The $125 million facility will be made in the form of a debtor-in- possession (DIP) term loan, to be drawn in the amount of $75 million (immediately upon approval by the U.S. Bankruptcy Court) and two subsequent $25 million increments. This loan would be second only to the Air Transportation Stabilization Board (ATSB) loan with regard to the company’s assets that are pledged as collateral. Upon emergence from Chapter 11, the $125 million financing package would then convert to equity in the reorganized US Airways.
“This agreement has a number of benefits that are consistent with our restructuring efforts,” said Bruce R. Lakefield, US Airways president and chief executive officer. “As an initial investor, Eastshore is providing us with short-term liquidity and also is demonstrating support for our restructuring and interest in a longer-term relationship with US Airways. Air Wisconsin is a top-notch airline that has had its own success in completing a turnaround, so we see tremendous upside from building a business and financial relationship.”
Air Wisconsin, based in Appleton, Wis., is the nation’s largest privately held regional airline. In 2004, its 87 all-jet fleet generated approximately $700 million in revenue and flew more than 7 million passengers under the United Express brand. As part of this agreement, US Airways and Air Wisconsin will enter into an air services agreement under which Air Wisconsin may, but is not required to, provide regional jet service under the US Airways Express brand. Air Wisconsin’s arrangements with United Airlines are unaffected by this agreement with US Airways.
“US Airways has done a remarkable job in its restructuring efforts and has built a solid foundation from which to grow. We and Air Wisconsin look forward to the opportunity to be part of its success,” said Eastshore principal Richard Bartlett.

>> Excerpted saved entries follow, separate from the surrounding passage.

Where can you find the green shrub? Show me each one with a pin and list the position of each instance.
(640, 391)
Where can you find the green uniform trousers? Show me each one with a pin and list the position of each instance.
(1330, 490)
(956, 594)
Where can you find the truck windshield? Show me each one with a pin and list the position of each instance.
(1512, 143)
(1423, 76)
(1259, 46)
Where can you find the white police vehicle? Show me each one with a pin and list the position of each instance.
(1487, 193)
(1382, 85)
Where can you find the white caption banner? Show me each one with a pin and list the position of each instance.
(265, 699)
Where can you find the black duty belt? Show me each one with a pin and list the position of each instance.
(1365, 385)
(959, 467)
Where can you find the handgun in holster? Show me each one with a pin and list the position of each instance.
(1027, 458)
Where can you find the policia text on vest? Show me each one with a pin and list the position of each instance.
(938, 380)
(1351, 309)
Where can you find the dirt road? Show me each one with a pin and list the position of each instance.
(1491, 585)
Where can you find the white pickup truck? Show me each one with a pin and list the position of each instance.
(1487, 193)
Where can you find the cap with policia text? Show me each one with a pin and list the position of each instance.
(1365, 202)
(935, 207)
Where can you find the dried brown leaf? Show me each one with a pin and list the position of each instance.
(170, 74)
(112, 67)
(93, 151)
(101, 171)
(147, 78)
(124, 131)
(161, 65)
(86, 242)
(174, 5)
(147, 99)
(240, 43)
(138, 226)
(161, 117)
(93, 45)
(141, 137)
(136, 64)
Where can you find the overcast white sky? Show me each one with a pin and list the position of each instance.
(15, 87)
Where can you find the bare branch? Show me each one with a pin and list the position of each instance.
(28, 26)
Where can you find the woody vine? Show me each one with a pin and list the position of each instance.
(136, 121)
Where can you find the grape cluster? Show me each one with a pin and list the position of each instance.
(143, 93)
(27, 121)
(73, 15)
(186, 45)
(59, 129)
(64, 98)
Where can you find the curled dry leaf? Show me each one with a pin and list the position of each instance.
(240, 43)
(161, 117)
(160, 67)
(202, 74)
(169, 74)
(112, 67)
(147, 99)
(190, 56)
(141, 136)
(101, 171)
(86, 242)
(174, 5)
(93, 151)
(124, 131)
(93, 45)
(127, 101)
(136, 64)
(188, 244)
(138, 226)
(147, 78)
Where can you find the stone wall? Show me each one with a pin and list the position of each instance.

Terms of the agreement will be filed with the U.S. Bankruptcy Court for the eastern district of Virginia, where the US Airways case is being heard. The DIP facility, which is subject to Bankruptcy Court approval, will be secured by liens and security interests in the same package of US Airways assets that are pledged as collateral to the ATSB, with the ATSB in the first priority position, and Eastshore in the second position. In addition to the DIP financing facility, the agreement provides for the conversion of the DIP into equity, in the form of new common stock, that will be issued in conjunction with US Airways’ emergence from Chapter 11.
“This agreement with Eastshore Aviation provides the cornerstone from which we can obtain additional financing and construct a plan of reorganization,” said Lakefield. “While we have more work to do, this is another positive signal to the marketplace.”